Противоречивость этих расходящихся планов организованной (производственной, общественной, публичной) и частной жизни рутинизировалась настолько, что уже к середине 1960‐х годов почти никем не сознавалась как проблема выбора. Население поколений 1890–1920‐х годов рождения (по преимуществу крестьянское) было перемолото в ходе коллективизации, подавления крестьянских и рабочих волнений, а позднее – войн 1939–1945 годов и переселения в города. Первое советское поколение (1918–1925 годов рождения) вошло в жизнь уже при новых тоталитарных и репрессивных институтах. Именно эти люди были подвергнуты сильнейшей идеологической социализации и ресоциализации, эффективность которой снижалась из‐за низкого образовательного уровня населения (к концу 1930‐х был достигнут лишь начальный, 3-летний уровень образования, к концу 1950‐х – 7-летний, преимущественно фабрично-заводских и профессиональных училищ, поскольку среднее образование, после 8‐го класса, в 1940–1956 годах было платным и доступным немногим). Идеологические премудрости марксизма даже в упрощенном изложении советской школы, газет и вузов были доступны лишь тонкому слою городского населения, что снимает вопрос о тотальной индоктринации населения тоталитарных стран. Но тем сильнее оказывалось воздействие бессмысленного, иррационального насилия, новые социальные порядки принимались как безальтернативная данность закрытого общества. Собственно тоталитарными были прежде всего сама государственная машина и организация производства, постепенно захватывающая сферы повседневной жизни (воспитание, медицину, жилье и т. п.), а основная масса населения была вынуждена принимать эту систему и учиться уживаться с ней, приспосабливаться к ее требованиям и нормам поведения.
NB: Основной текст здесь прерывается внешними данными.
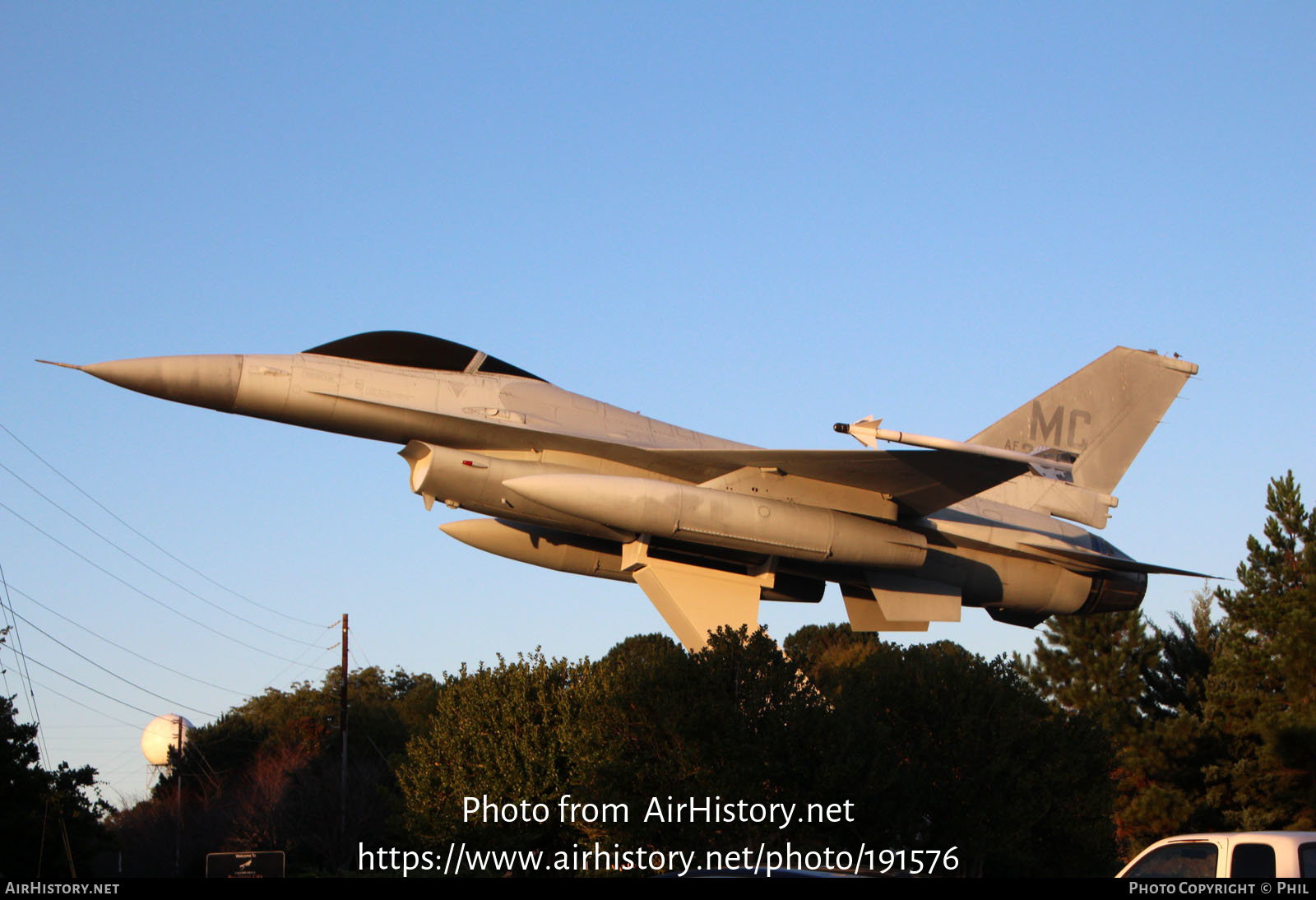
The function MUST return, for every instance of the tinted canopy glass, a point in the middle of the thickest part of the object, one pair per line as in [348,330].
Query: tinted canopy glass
[418,351]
Массовое общество советского типа (массовый человек) возникает только к началу 1960‐х годов вместе с повышением уровня образования населения (достижением примерно 7–8-летнего общего образования, включая обучение в ремесленных училищах и ФЗУ). Это становится возможным с ослаблением барьеров мобильности (паспортной системы) и интенсивным переселением в города. Принудительное разрушение традиционных сословных и классовых различий в 1920–1930‐х годах вело к формированию не собственно городского населения, а населения фабрично-слободского, барачного типа. Городское население (городская культура, относительно универсалистское сообщество) складывается только после смерти Сталина и только в больших городах, составляя на тот момент не более 15–20% (хотя номинально к этому времени «в городах» проживает уже более половины населения СССР). Сельское население начало получать паспорта и возможность уехать из деревни после 1970 года. К середине 1980‐х образовательный уровень населения поднялся до 9–10 лет, в том числе слой людей с высшим образованием вырос до 8–10%, а к концу десятилетия до 12%, что стимулировало формирование других потребительских запросов и ценностных ориентаций, расширение кругозора, способность мыслить более генерализованными представлениями, нежели те, что составляли содержание повседневной борьбы за физическое выживание.
Однако в результате потрясений и политики нивелирования классовых и групповых различий социально-классовая структура утратила черты определенности, возникло совершенно особое состояние массовой плазмы, оформляемой государственными структурами. На уровне государственной идеологии (зафиксированной в брежневской конституции) это выражалось как достижение «социально-однородного общества» социализма, ликвидация классовой структуры, обеспечение планового рационирования и распределения материальных благ и проч. Эрозия веры в коммунизм (идеологию мобилизационного общества) не изменила структуру сознания, но поменяла «знамена»: ущербность коллективного сознания «самого передового в мире общества» компенсируется обращением к предыдущим слоям культуры – русскому великодержавному или имперскому национализму. Интеграция целого достигается за счет подъема «архаических» пластов идеологического сознания.
Это очень важный момент, плохо понимаемый сегодня: вертикальная интегрированность общества сохраняется за счет подавления структурной дифференциации и реверсного движения к предшествующим ценностным представлениям298
. Иначе говоря, именно рутинные структуры социального взаимодействия (в особенности структуры повседневности и «обычного человека), а не политические лозунги и программы обеспечивают устойчивость социальной системы, особенно в условиях частых исторических потрясений и катастроф.